Russian security service says jailed American leaked biotech secrets | Prison news
Eugene Spector, a Russian-born US citizen, spent 15 years in a maximum-security penal colony in Russia.
Russia’s FSB security service said this week that a US citizen who was sentenced to 15 years in prison was found guilty of passing biotechnology secrets to the US.
In a statement on Friday, the FSB accused Eugene Spector, who was born in Russia and later moved to the United States, of acting on behalf of the Pentagon.
“In the interest of the American Pentagon and a commercial organization associated with it, the United States has collected and transferred to a foreign country various information on biotechnological and biomedical topics, including state secrets, for the subsequent creation of a system by the United States. Conducting high-speed genetic screening of the Russian population,” the FSB said.
Details of the espionage case against Spector, who is already serving a three-and-a-half-year prison sentence for bribery in Russia, were scarce.
On Tuesday, Russian state news agencies reported that Spector had been sentenced to 13 years in prison on espionage charges.
It was added to the existing bribery sentence and became a new sentence of 15 years in a maximum security institution.

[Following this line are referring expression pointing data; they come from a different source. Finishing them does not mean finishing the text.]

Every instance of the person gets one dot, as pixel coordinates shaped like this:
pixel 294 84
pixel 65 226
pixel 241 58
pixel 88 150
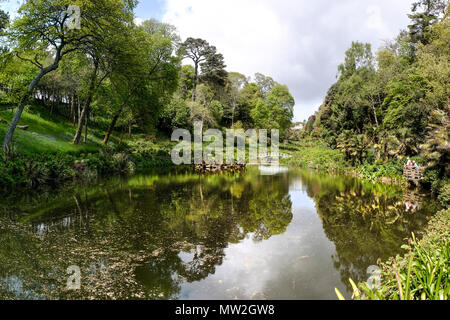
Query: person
pixel 408 163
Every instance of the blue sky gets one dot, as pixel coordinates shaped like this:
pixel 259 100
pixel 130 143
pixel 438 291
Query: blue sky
pixel 299 43
pixel 150 9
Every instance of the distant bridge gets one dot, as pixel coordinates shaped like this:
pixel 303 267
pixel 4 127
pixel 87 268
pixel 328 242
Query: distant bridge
pixel 413 174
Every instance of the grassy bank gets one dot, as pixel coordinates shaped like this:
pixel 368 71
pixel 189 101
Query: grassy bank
pixel 44 152
pixel 422 273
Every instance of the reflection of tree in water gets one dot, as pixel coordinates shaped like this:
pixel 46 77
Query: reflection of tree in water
pixel 365 221
pixel 127 237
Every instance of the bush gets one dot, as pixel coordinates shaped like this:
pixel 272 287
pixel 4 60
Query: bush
pixel 444 195
pixel 421 274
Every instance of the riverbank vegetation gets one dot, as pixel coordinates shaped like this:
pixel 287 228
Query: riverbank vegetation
pixel 390 105
pixel 420 274
pixel 387 107
pixel 105 96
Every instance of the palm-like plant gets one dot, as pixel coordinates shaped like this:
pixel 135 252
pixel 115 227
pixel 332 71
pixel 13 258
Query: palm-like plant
pixel 436 149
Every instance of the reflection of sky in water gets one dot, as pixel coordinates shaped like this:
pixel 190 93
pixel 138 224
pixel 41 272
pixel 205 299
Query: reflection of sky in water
pixel 294 265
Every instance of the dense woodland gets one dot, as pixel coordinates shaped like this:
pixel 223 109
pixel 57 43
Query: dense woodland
pixel 394 103
pixel 118 75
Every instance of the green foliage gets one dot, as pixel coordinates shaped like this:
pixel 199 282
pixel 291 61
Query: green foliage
pixel 315 154
pixel 378 114
pixel 444 195
pixel 422 273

The FSB, which usually says whether a defendant confesses, did not say how Spector pleaded during the closed court hearing.
The US State Department said it is aware of the news of the sentencing of a US citizen in Russia this week and is monitoring the situation.
The detention of US citizens in Russia has become a major point of contention between Washington and Moscow as relations between the two countries have been strained over Russia’s intervention in Ukraine.
More than twenty people were released in August prisoner exchange agreement citizens of a number of countries participated.
Wall Street Journal reporter Evan Gershkovich and former US Marine Paul Whelan – two American citizens imprisoned in Russia – were among those released.